The Tara Canyon is the deepest canyon in Europe and the second deepest in the world, after the Grand Canyon. It’s a lush, green, wild place that falls inside Durmitor National Park. Undeniably, the best way to see the Tara Canyon is by rafting down it. Thrilling rafting tours navigate the Tara River’s rapids, which are interspersed with relaxed paddling, swimming and photo stops. The water is some of the purest in Europe and is crystal clear.
After looking up at the Tara Canyon from below, it’s time to appreciate its 50 shades of green from above… sailing across it secured only by a rope. Dangling 170m above the Tara River bed, a zipline cable connects the two sides of the Tara Canyon. Those who are brave enough to take the ride get staggering views as they hurtle across the canyon.
Montenegro’s rocky landscape makes it ideal for canyoning. Nevidio Canyon is the most popular canyoning destination, and the six-hour tour is for true thrill-seekers. Once inside the canyon, the only way to get out is by climbing, swimming, sliding and jumping through the narrow spaces between cliffs to the other end. Physically challenging, canyoning in Montenegro is a mind-blowing experience for adventure lovers.
There’s no better way to see Montenegro’s stunning scenery than from the air, and from a parachute might just be the very best way. Whether it’s gliding over some of the mountain lakes or spiralling down towards the golden beaches of Budva, paragliding in Montenegro offers a unique birds-eye view and thrills!
The Bay of Kotor’s idyllic villages and calm waters are ideal for exploration by kayak. For those who’d like to go further afield, Mamula Island’s former prison fortress makes an excellent destination. Kayaking out to Lustica Peninsula’s Blue Cave offers the opportunity to explore hidden coves, go cliff diving and snorkel in the crystalline waters. Inland, Skadar Lake has island monasteries, freshwater beaches, reed canals and wildlife that are all begging to be discovered by kayak.
Montenegro’s mountainous geography and five national parks make it a hiker’s dream. Experienced hikers love to challenge themselves in Montenegro’s remote Prokletije (meaning ‘cursed’) mountain range on the Albanian border. Durmitor National Park’s Bobotov Kuk trail and numerous mountain-top lakes are firm favourites with hikers looking for beautiful scenery and moderate trails. The coastal areas are full of easy-to-challenging trails along ancient military paths, which lead past abandoned fortresses and wow walkers with their stunning views.
Montenegro’s mountainous interior is a winter wonderland just waiting to be discovered. Snow covers the north of the country for around four months a year and there are two small ski fields, one in Durmitor National Park and one in Kolasin, near Biogradska Gora National Park.

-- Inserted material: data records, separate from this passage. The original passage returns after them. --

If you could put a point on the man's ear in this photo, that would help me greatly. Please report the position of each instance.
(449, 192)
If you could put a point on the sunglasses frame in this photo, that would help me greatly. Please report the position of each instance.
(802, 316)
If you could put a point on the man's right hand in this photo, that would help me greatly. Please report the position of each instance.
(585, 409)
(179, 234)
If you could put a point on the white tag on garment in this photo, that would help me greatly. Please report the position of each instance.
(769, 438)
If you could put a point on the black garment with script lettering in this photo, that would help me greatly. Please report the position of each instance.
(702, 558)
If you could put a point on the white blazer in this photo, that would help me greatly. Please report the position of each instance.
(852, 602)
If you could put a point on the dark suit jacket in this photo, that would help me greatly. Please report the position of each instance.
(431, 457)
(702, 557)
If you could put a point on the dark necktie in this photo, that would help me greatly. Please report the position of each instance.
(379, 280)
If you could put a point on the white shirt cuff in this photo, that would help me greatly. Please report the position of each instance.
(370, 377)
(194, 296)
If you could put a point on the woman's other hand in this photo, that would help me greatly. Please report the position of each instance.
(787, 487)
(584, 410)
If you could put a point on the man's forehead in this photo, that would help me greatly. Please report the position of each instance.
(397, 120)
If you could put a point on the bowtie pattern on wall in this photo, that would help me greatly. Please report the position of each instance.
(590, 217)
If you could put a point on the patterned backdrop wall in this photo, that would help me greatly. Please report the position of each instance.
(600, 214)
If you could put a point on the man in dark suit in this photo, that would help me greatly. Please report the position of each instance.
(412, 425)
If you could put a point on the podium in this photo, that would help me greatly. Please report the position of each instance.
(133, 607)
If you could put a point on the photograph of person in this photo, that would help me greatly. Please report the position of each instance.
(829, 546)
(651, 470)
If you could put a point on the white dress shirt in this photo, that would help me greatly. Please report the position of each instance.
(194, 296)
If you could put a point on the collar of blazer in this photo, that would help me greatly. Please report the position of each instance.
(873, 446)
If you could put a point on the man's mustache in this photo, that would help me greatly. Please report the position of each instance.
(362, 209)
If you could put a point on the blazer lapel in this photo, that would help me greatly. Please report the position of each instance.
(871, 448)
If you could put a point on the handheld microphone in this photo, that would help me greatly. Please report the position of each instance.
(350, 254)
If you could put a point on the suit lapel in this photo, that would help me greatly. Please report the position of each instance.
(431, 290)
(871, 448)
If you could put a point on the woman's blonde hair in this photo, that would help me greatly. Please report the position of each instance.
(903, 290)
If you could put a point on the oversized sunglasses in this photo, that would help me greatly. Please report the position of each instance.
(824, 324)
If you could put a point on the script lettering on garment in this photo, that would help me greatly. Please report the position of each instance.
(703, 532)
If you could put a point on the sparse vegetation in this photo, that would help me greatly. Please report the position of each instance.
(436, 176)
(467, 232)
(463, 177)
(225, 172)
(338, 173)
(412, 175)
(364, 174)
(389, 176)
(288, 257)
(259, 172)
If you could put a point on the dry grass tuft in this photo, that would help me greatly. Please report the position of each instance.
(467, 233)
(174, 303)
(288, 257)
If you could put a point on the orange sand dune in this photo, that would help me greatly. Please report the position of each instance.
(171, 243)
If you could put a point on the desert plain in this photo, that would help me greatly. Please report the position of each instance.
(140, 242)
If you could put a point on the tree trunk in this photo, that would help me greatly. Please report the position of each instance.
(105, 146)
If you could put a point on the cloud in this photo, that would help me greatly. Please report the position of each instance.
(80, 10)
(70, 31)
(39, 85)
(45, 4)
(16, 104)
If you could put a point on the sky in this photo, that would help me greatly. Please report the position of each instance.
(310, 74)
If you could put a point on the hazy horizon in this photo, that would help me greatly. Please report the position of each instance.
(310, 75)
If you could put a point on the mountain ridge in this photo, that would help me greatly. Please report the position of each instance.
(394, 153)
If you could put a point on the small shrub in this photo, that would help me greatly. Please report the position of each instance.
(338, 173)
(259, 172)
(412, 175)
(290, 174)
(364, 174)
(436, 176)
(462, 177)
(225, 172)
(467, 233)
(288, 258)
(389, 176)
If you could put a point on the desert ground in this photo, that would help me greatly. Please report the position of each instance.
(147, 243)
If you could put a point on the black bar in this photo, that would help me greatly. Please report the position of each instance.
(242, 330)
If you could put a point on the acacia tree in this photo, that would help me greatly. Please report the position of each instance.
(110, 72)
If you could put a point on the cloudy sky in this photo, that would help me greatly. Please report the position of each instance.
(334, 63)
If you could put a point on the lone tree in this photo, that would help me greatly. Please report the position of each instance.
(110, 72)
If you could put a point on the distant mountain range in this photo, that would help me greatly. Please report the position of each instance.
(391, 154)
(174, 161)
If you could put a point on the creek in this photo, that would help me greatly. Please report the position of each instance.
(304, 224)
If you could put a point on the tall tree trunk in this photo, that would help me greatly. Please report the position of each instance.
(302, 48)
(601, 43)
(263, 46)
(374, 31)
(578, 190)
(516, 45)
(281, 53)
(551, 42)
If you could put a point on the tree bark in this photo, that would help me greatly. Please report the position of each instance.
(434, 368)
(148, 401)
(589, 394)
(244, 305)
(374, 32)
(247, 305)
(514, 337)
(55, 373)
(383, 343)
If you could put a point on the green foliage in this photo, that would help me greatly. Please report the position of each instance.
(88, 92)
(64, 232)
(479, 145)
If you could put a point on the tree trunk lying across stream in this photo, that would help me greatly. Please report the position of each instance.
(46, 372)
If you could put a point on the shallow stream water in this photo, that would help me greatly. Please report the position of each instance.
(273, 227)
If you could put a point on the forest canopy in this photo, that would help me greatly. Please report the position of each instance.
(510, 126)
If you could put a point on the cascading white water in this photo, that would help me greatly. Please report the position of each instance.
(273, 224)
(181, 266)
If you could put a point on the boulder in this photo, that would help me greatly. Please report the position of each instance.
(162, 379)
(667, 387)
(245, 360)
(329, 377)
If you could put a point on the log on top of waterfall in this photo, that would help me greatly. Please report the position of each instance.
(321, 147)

As well as skiing and snowboarding, snow-lovers can go snowshoeing, mountaineering and snowmobiling.
Again, Montenegro’s mountains provide the perfect backdrop for adventure. Whether it’s following centuries-old trails through verdant forest, galloping along open plains or splashing through a mountain lake, a guided horse trek is an unforgettable way to explore some of Montenegro’s most rugged and beautiful wilderness.
Montenegro is criss-crossed with old Austrian carriageways and trails ideal for mountain biking. The Bay of Kotor’s Vrmac Ridge offers challenging trails for all levels (world champion of downhill mountain biking Greg Minaar has ridden here). Visitors to the bay can take a guided mountain biking tour on the ridge. Inland, Durmitor National Park’s Dobri Do has a downhill track.
For those who like their two-wheel action a little more sedate, there are some fabulous rides. The 42km road around the Bay of Kotor is one of the most scenic, and riders can stop to explore seaside hamlets. The ride down the Ladder of Kotor, with its 25 hairpin turns and glorious views of the Bay of Kotor, is unforgettable. Also, Lake Skadar has a plethora of rail and forest trails that wind through Montenegro’s best wine country.
Taking the adventure underwater, Montenegro’s coastline of rugged sea caves and shipwrecks is a magical place to dive. With summer temperatures of up to 28°C and visibility of over 20m along the Adriatic coast, it’s the perfect place to take a diving excursion or diving course.
Velika Plaza beach in Ulcinj is a mecca for kite surfers looking for a trendy destination, reliable weather and waves. The 12km long stretch of sandy beach is ideal for learners and more experienced riders. The beach is also home to one of Montenegro’s best music festivals, the Southern Soul Festival, and sweet, juicy Ulcinj watermelons.